Ну вот, я уже предвкушаю, как сейчас дойду до озерца-то до этого, сидор скину, чайком себя побалую. И вдруг чувствую, в сон меня что-то клонит, спать хочется, сил нет. Хоть ложись и спи. Ну, думаю, что мне себя зря насиловать, лягу, подремлю часок, распадина-то она никуда не денется. И лег. Только глаза закрыл, чудится мне, зовет меня кто-то. Звонкий такой детский голосок и прямо из-за этих самых "пальцев" доносится. Я удивился, за камень заглянул - никого. А голосок уже совсем с другой стороны. Мне интересно стало, кто же это со мной в прятки играть надумал. 'Эй, покажись!' - кричу, а в ответ смеются. Прямо в ухо, то в одно, то в другое, то сразу в оба. И вдруг чувствую, земля у меня из под ног вроде бы как уходить стала, в голове звон колокольный.
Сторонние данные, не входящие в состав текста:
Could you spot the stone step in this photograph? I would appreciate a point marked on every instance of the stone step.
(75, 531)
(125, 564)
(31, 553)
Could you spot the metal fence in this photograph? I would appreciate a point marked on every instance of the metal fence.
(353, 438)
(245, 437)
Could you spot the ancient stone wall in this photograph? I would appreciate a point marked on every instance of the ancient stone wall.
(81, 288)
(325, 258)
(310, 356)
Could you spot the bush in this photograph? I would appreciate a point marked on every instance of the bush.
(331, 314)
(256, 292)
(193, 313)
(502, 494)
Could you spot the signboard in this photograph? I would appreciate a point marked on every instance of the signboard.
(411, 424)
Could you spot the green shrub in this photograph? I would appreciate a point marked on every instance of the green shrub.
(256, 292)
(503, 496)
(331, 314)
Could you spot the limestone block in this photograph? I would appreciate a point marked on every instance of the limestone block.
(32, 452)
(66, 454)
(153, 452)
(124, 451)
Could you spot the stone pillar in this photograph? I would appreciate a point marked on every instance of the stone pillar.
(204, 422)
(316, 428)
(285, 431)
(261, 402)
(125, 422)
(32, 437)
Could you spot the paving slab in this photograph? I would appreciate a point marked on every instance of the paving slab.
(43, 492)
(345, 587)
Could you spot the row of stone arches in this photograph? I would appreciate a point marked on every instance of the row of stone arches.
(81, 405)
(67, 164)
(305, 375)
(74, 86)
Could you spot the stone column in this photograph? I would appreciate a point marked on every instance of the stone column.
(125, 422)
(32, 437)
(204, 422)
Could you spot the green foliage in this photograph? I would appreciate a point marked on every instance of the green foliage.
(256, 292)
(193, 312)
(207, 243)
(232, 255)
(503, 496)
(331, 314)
А надо мной две девчушки стоят: глазки узкие, лица смуглые, плоские, а на макушках - шапочки с бурундучьими хвостиками. 'Отдохни, - говорят, - молодец, пока. Успеешь еще набрать себе шишечек.' Спрашиваю я их, мол, кто они такие. А они вдруг серьезными такими сделались, важными: 'Мы, - говорят, - место это храним, куда ты за орешками ходишь. Но место это на долгие годы теперь запечатать велено. Пока туда не ходи, а мы тебе другое местечко покажем. И исчезли.'
И сразу же грохот страшный, землю всю затрясло. Но я-то думаю, что это мне все снится. Да и проснулся. А земля-то, гляжу, и на самом деле гулом гудит и подрагивает. Пока я спал, оказывается произошло землетрясение. И ни тропочки той нет, что вокруг скалы шла, ни самой скалы не найти, все в пропасть рухнуло, пыль только столбом стоит. Не задержи меня эти девчушки в последний момент, покойником был бы, погребло бы меня там, на той самой тропочке.
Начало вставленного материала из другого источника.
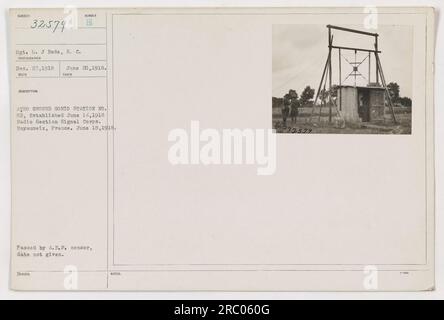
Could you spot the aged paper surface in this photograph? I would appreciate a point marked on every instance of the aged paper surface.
(222, 149)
Перекрестился я тогда, помнится, и на том самом месте, где девчушки-то мне привиделись, две красные тряпочки к веткам привязал, как тунгусы обычно делают. И пошел обратно. Пока шел, на другую тропку набрел, раньше не замечал ее - в обход зыбунов. И тоже к богатому кедрачу вышел. Орешков набрал...
Глава 2
Понедельник 24 марта 1997. Утро
Когда я проснулся, деда Ивана уже не было. На дворе стояло утро, как я догадался, следующего дня. Блаженно потягиваясь в кровати, я смутно припоминал, как дед что-то говорил мне про чужой город и про ночной поезд. Однако я так был переполнен своими ощущениями, что пропустил все это мимо ушей.
'Сколь многого мы вот так вот не замечаем вокруг себя', - продолжал размышлять я, нежась в постели, словно новорожденный младенец. Как вдруг странная мысль пронзила меня насквозь и буквально подбросила с кровати, будто распрямившаяся стальная пружина. 'Дед. Дед Иван. Дед Иван Костыль уехал. И я не знаю даже куда. И я его уже никогда больше не увижу! - Какая же я свинья!'.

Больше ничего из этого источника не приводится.